Last updated on 10/03/2024

March 8th was International Women’s Day. Our company did a photo for social media and a breakfast for us, which was nice.

It’s nice to say “for us”. This year I was included in the events because well, I’m a woman, and of course I should be. It wasn’t always that way though. Before I was out, I couldn’t be included.  No one knew that’s what I wanted. Even after I came out, it took some time.  Eventually, one of my friends advocated for me getting added to the right mailing lists, and so this year I got an invitation.

That’s all water under the bridge now. Still, I was really nervous about going. This is the first women’s event I’ve done at work. For me, belonging is a challenging thing. I couldn’t be more certain in my identity. I couldn’t feel I belong at those events and in those spaces any more than I do.

However, it’s impossible for me to ignore how much some people disagree with that. I hear how people talk about transgendered people in the news. I can see what the discourse is on social media. I’ve heard how people talk about me specifically when they think I’m out of earshot. I’ve personally experienced people strongly disagreeing that I belong in a women’s-only space.

And knowing that, it’s hard not to panic. Even when I know that the group is largely accepting of me. I just couldn’t feel like I looked right today. I went a dozen outfits deep trying to feel normal.

Instead I felt like I was going to be scrutinized and judged. To be clear, that’s not the fault of any specific woman I work with — they’ve all treated me wonderfully. That’s just how I experience the world sometimes. I was terrified someone would see my outfit as overdone. Or underdone. Too garish.
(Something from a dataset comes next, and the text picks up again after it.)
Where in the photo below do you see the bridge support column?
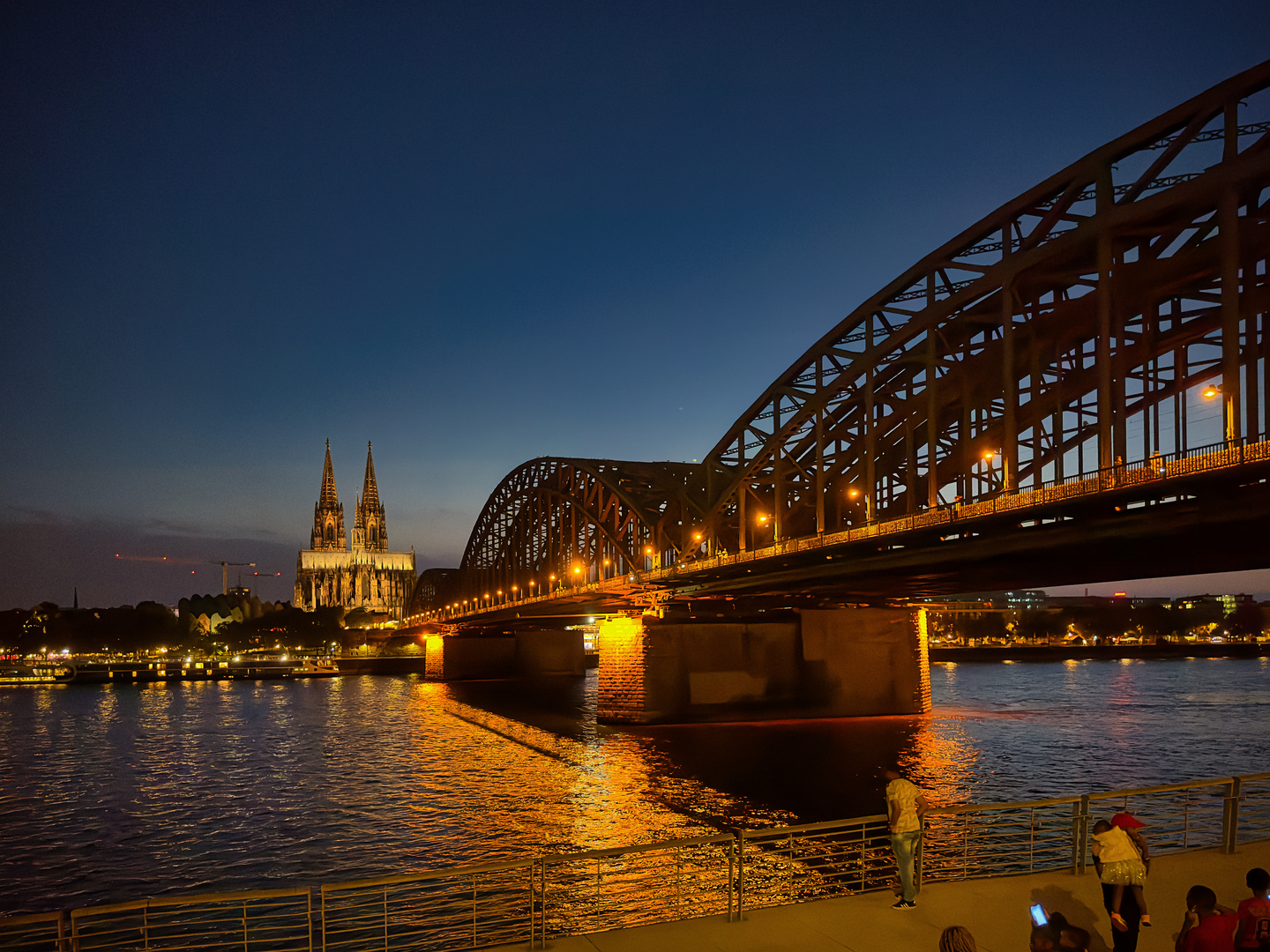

Too stilted. Wrong, somehow.

At the core of it, I was worried someone wouldn’t see me the way I see myself, as a woman. I got frustrated. Then I cried. And then, my dear sweet wife chimes in:

“If it’s any consolation, changing a dozen times then crying in frustration is one of the most feminine things you can do.”

And that honestly helped a lot. I got myself back under control, finished getting dressed, and hopped in the car. I turned it on, and the radio starts blasting out Aerosmith’s “Dude (looks like a lady)”. If it had been in a movie, you’d call it hackneyed.  As it was, even I have to admit, that’s kind of funny given the context.

I got to work, and went to the event. The picture came out fine, and the breakfast was lovely. The catering was good, and the conversations were fun. I was just as much a part of the group as anyone else. There was, as I knew academically, nothing to be worried about. I work with decent folk, after all.

I don’t know what to think about holidays like this. One day isn’t going to move the needle on any matter of real importance. Important things are big, and change is slow. But, for me, a lot changed. I feel more comfortable where I work now, and that’s a big deal.